The case for buying Union Pacific
The investment case for buying the transportation stock is based on the following arguments:
- Railroad revenue tends to correlate strongly with growth in the industrial economy, and the tendency has been toward growth in the U.S.
- Railroads own their own infrastructure and tend to act almost as oligopolies within their geographies -- CSX and Norfolk Southern dominate the east coast, and Union Pacific and BNSF operate mainly in the western U.S. -- meaning that Union Pacific's market position is relatively secure.
- While revenue will oscillate with economic growth, all the major listed railroads are engaging in precision scheduled railroading, or PSR (more on that in a moment), initiatives designed to increasing profitability, so earnings prospects are getting better.
- The same PSR initiatives are improving service levels -- for example Union Pacific is improving its trip plan compliance -- and management believes it's winning market share from trucking as a consequence.
- Railroads can benefit from any opportunity from a pickup in North American manufacturing due to reshoring.
- Union Pacific's 2% dividend yield is attractive in an era of very low interest rates.
In a nutshell, you can think of Union Pacific as a relatively safe "bond-like" investment with a superior yield to the current 10-year treasury note yield of just 0.7%, and with the prospect of earnings/dividend growth coming from the factors outlined above.
Precision scheduled railroading
In case you are wondering about PSR, it's simply a set of management initiatives designed to run the same volume of carloads, or more, but with fewer assets. As such, PSR practitioners focus on key metrics like increasing carload velocity, reducing terminal dwell, increasing the length of trains, and fewer train yards and locomotives. At the heart of PSR lies the principle of running trains between two fixed points on a fixed schedule, rather than the traditional hub and spoke model.
Obviously, the slump in railroad traffic caused by the pandemic has negatively affected railroads' attempts to improve productivity through PSR in 2020. However, the evidence from the data before the pandemic hit was that progress was being made on improving the underlying objectives. Furthermore, Union Pacific continues to report improvements in some of the key underlying PSR metrics discussed above.
Safe dividend yields
Ultimately, Union Pacific is the sort of investment that will appeal to relatively conservative investors looking for some reliable income.

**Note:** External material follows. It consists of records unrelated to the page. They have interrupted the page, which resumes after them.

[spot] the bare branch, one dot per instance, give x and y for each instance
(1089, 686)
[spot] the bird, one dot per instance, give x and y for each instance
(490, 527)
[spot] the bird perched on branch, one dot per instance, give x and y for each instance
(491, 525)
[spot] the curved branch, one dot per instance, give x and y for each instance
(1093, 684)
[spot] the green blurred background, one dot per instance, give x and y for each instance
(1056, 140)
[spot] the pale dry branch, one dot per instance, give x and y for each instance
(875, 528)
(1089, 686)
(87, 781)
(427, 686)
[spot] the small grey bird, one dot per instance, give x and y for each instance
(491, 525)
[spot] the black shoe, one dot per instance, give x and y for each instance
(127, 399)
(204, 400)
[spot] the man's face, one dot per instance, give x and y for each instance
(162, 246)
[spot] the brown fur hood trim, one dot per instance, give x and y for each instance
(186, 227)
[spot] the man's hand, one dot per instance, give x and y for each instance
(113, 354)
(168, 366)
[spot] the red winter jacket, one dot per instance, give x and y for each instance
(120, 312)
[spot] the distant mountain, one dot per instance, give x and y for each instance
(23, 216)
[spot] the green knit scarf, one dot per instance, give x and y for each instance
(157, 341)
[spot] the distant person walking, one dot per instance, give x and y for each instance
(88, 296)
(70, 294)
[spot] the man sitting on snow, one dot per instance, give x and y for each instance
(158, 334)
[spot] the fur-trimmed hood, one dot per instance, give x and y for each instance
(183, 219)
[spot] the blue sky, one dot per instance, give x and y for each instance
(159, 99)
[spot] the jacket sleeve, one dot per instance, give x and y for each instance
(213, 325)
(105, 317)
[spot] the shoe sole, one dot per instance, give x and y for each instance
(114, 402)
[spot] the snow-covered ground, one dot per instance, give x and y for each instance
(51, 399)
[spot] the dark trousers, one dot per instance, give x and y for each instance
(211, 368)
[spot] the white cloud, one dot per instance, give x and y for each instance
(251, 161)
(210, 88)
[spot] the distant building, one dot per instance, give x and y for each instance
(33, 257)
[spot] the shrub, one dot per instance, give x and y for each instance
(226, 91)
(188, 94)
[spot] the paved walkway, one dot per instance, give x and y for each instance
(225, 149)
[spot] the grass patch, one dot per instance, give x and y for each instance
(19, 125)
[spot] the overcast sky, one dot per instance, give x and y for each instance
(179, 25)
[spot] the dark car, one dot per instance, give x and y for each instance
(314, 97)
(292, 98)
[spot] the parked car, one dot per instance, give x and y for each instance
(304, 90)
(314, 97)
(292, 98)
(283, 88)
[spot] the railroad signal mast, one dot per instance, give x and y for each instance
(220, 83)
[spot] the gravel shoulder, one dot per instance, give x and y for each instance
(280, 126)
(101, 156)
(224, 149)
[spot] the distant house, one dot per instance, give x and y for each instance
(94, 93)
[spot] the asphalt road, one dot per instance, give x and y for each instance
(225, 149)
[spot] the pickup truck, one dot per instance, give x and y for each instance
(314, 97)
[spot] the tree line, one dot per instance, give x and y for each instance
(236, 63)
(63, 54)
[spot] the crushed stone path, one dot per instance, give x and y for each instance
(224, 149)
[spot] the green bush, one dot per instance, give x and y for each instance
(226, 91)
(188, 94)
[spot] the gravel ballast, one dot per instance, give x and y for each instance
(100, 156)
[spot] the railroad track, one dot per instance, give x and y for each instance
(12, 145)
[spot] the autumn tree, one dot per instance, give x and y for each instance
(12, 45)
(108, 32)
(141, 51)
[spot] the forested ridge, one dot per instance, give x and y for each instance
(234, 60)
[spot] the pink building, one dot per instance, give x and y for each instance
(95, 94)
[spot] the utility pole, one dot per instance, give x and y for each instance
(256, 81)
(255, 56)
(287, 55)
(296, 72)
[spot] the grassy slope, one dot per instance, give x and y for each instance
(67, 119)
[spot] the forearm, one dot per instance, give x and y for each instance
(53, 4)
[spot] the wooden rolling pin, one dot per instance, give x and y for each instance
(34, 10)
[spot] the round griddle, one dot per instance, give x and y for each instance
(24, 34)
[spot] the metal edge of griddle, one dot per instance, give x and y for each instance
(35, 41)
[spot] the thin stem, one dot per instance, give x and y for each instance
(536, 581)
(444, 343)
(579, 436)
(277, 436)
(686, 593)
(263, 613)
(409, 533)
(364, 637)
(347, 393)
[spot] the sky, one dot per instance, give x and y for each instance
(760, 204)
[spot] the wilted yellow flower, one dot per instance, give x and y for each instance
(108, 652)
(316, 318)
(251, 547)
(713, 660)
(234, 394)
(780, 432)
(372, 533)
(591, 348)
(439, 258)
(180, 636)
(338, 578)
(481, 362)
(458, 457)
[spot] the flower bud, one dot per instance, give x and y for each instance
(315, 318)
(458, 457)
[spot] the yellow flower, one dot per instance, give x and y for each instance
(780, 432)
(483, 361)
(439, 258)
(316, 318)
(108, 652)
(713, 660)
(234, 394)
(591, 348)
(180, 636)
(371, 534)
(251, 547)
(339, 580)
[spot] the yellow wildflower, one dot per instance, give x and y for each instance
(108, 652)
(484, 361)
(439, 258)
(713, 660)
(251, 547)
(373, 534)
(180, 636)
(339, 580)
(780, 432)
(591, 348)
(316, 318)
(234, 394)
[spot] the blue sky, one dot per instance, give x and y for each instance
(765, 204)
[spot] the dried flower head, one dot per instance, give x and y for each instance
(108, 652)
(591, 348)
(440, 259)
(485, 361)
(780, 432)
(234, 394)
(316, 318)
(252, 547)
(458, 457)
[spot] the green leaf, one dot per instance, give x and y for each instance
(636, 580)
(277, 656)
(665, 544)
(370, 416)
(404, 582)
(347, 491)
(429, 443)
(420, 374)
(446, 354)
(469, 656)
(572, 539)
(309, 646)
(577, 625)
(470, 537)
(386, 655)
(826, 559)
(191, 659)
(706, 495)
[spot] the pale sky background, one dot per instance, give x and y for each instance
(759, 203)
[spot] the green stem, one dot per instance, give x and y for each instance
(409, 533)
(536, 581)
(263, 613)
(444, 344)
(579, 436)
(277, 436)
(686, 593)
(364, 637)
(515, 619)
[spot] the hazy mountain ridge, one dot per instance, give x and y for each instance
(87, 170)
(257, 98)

The point about the dividend yield exceeding interest rates can be graphically seen below. The collapse in interest rates has made Union Pacific's dividend relatively attractive for investors. In fact, the bottom chart shows that the spread between Union Pacific's yield and 10-year treasury yields is higher than it's been for decades. In addition, the railroad's dividend payout is likely to grow.

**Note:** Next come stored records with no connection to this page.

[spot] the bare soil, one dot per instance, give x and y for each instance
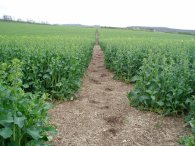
(101, 115)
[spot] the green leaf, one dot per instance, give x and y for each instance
(34, 133)
(25, 86)
(6, 132)
(134, 79)
(6, 118)
(19, 121)
(160, 103)
(193, 130)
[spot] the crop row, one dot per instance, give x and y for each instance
(38, 62)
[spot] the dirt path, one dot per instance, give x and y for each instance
(101, 116)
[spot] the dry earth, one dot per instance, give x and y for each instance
(101, 116)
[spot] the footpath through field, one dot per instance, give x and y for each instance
(101, 116)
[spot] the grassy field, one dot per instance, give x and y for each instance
(37, 62)
(161, 64)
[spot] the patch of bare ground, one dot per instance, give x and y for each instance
(101, 116)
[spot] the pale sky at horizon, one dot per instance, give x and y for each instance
(120, 13)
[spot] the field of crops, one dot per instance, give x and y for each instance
(37, 62)
(161, 65)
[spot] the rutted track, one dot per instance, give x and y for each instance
(102, 116)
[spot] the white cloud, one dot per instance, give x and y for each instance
(169, 13)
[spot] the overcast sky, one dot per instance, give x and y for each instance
(122, 13)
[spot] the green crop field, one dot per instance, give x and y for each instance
(162, 66)
(44, 62)
(37, 62)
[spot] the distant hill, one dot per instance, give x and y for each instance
(162, 29)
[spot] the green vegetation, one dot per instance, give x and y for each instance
(161, 64)
(54, 57)
(38, 62)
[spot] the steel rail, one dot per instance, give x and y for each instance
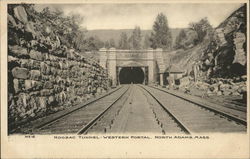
(182, 125)
(85, 129)
(68, 113)
(227, 115)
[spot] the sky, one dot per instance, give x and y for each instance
(127, 16)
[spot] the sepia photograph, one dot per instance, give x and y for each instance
(125, 70)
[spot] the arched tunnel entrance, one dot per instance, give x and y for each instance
(130, 75)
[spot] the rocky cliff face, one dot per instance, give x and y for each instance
(45, 76)
(218, 67)
(226, 56)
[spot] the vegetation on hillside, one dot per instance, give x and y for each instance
(161, 36)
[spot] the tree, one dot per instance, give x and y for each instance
(111, 43)
(135, 39)
(202, 28)
(147, 42)
(123, 43)
(180, 40)
(161, 36)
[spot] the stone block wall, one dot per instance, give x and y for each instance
(45, 82)
(44, 78)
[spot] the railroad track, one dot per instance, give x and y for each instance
(194, 117)
(133, 108)
(82, 119)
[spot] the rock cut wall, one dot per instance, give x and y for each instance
(44, 76)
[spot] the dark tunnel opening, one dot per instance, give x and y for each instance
(129, 75)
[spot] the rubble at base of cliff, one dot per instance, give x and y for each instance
(214, 87)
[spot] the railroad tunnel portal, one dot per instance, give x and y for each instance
(133, 66)
(131, 75)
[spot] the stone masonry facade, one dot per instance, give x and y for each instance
(44, 82)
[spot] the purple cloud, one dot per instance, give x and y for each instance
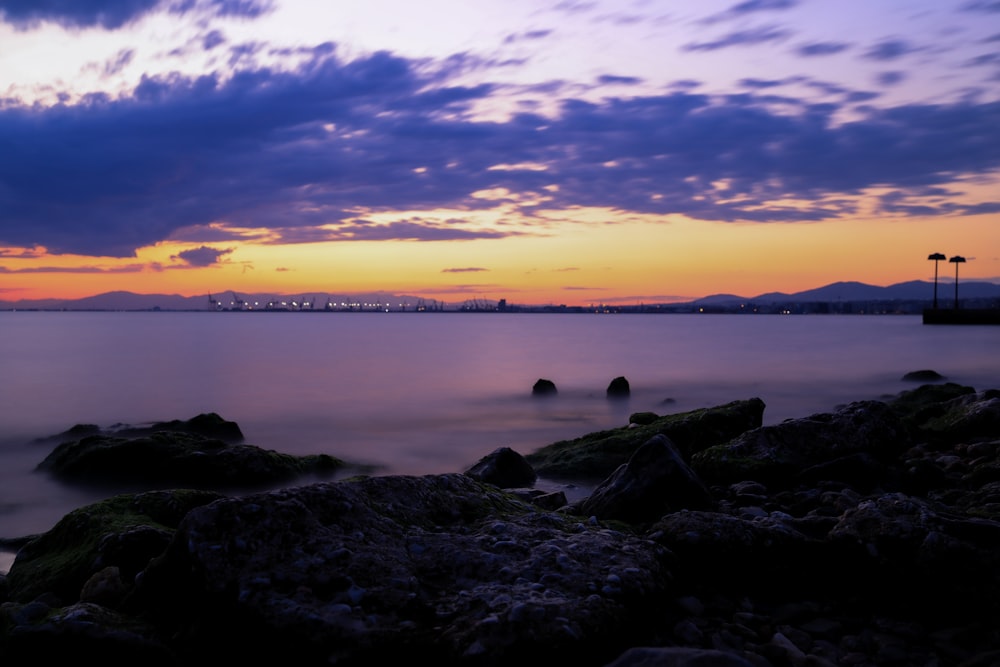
(749, 37)
(748, 7)
(302, 152)
(890, 49)
(115, 14)
(203, 256)
(821, 49)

The case against buying Union Pacific
While there's a lot to like about the stock, and railroads in general, there's also a case against buying Union Pacific. Aside from the obvious argument that there's no guarantee that the industrial economy will grow over time, the following three points could be made.
First, if the bullish case for the stock relies on the dividend yield relative to interest rates, it implies that investors are taking a de facto view on where interest rates are headed. Let's put it this way, the 10 year treasury note currently yields 0.7% and Union Pacific's dividend yield is 2% (a spread of 1.3%) with a stock price of $190.
However, if interest rates rise to, say 5%, then Union Pacific's dividend yield would have to be 6.3% to maintain the spread. With the current dividend payment it means the stock price would have to drop to $62. This is a extreme example, but it needs to be considered if you are buying stocks deemed as being dividend plays.
Second, Union Pacific still generates a significant amount of revenue (around 9% in the first quarter from coal and renewables) from coal traffic -- an industry in decline -- and it will need to overcome this structural headwind with other areas of growth.
Third, there's no guarantee that PSR will continue to generate profit improvements. Since the market has been pricing in positive assumptions regarding PSR, disappointment could hurt the share price.
Is Union Pacific a buy?
For many investors, the answer might be "No." But if you are looking for a place to park cash and generate some income, then Union Pacific is a decent option. Throw in the possibility of a boost to growth coming from reshoring/PSR/market share gains from trucking, and Union Pacific is a good, if unexciting, stock for income-seeking investors.